Lastly, the bill the bill extends the brownfields working group's reporting deadline by one year (§ 9). PA 10-135 established the group to study how the state's brownfields were being cleaned up and remediated and required it to report its findings to the Commerce Committee by January 15, 2012. The bill extends this deadline to January 15, 2013.
EFFECTIVE DATE: July 1, 2012, except that the extension of the brownfield working group's reporting deadline takes effect upon passage.
§§ 1-4, 6, &7 — BROWNFIELD FINANCING PROGRAM
The bill makes programmatic and administrative changes to DECD's brownfield financing program, which consists of separate grant and loan components.
Municipal Grant Program
Eligible Entities. The bill narrows the range of municipal entities eligible for grants (i.e., eligible grant recipients). Under current law, grants are available to municipalities, economic development authorities, regional economic development authorities, qualified nonprofit community and economic development corporations, or any combination of these organizations. (Current law does not specify criteria for determining if a nonprofit community and economic development corporation qualifies for grants.)
The bill limits the grants to municipalities and three types of “economic development agencies:”
1. municipal economic development agencies or entities created or designated to implement a redevelopment project (i.e., CGS Chapter 130) or municipal development project (i.e., CGS Chapter 132);
2. municipally-funded or –supported nonprofit economic development corporations; and
3. nonstock corporations or limited liability companies that a municipality, municipal economic development agency, or entity operating under CGS Chapter 130 or CGS Chapter 132 establishes or controls.
Funding. The bill allows the commissioner to use previously authorized bonds to make the grants. PA 11-57 authorized $25 million in bonds in FY 12 and $25 million in FY 13 for loans. The bill allows the commissioner to use the proceeds from these bonds to make loans or grants (§§ 6 and 7).
Loan Program
Eligible Entities. The bill makes the same change with respect to the types of organizations that qualify for loans (i.e., eligible applicants). Under current law, for-profit and nonprofit entities qualify for loans regardless of whether a municipality establishes or controls them. Under the bill, only those a municipality establishes or controls qualify for loans.
Affordable Housing. By law, eligible loan applicants can use the loan proceeds to redevelop a remediated brownfield for a range of uses, including housing.

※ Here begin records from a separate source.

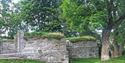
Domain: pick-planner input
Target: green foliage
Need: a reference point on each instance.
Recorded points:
(19, 61)
(53, 35)
(41, 15)
(82, 38)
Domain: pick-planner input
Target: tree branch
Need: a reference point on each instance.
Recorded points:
(119, 21)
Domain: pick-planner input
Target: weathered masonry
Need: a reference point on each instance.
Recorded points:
(51, 48)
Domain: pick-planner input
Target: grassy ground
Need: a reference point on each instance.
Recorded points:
(94, 60)
(19, 61)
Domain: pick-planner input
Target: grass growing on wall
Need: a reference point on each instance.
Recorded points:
(82, 38)
(19, 61)
(54, 35)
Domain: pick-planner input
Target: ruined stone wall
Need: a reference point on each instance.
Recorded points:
(84, 49)
(49, 50)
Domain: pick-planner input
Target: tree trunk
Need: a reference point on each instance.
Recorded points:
(121, 48)
(105, 44)
(115, 51)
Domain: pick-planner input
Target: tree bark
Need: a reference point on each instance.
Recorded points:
(115, 51)
(105, 45)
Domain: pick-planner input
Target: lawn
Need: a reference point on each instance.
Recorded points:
(95, 60)
(19, 61)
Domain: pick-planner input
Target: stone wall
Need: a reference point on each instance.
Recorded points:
(84, 49)
(49, 50)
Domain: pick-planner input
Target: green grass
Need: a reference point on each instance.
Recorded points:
(50, 35)
(19, 61)
(95, 60)
(81, 38)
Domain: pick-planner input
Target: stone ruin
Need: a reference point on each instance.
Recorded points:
(48, 50)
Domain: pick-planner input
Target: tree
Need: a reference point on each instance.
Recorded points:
(77, 16)
(41, 15)
(105, 15)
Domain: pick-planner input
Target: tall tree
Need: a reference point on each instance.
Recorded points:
(41, 15)
(105, 15)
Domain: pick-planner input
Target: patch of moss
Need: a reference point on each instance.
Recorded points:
(54, 35)
(81, 38)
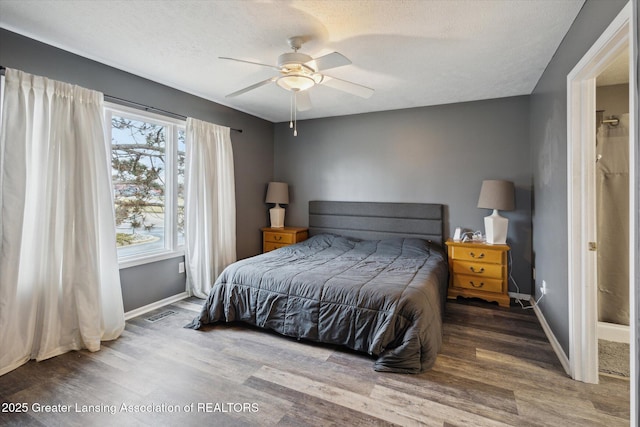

But, under current law, the housing may only be for first-time homebuyers, regardless of income. Under the bill, the housing must be affordable and suitable for first-time homebuyers, workforce housing, housing in locally designated incentive housing zones, and other residential purposes the DECD commissioner approves. Further, the loan agreement must specify the number of affordable units the redevelopment will create.
The bill does not define “affordable housing,” but under the housing statutes, housing is affordable based on a family's income and the share of that income spent on housing. Consequently, housing is affordable if a family earning no more than the median income of the municipality where the housing is located pays no more than 30% of its income for the housing (CGS § 8-39a).
Forgivable Loans. The bill specifies that municipalities and economic development agencies qualify for loans and allows the commissioner to forgive them.
Administrative Support
The bill allows the commissioner to use a portion of the funds allocated to the program for administrative expenses. She can use up to 4% of the funds to staff and market the grant and loan programs, including developing their websites, and fund DECD's Office of Brownfield Remediation and Development.
The bill allows her to tap the $25 million PA 11-57 authorized in FY 12 and 13 for the program to cover only the program's staffing and marketing costs.
Brownfield Remediation and Development Account
The bill requires revenue from two additional sources to be deposited in the Brownfield Remediation and Development Account. Under current law, revenue from the following sources must be deposited there:
1. loan repayments;
2. the proceeds of bonds issued for the program;
3. principal and interest payments on loans made to assess and demolish contaminated property (i.e., Special Contaminated Property Remediation and Insurance Fund);
4. the account's interest and investment earnings;
5. security for the loans; and
6. any other funds the law requires to be deposited in the account.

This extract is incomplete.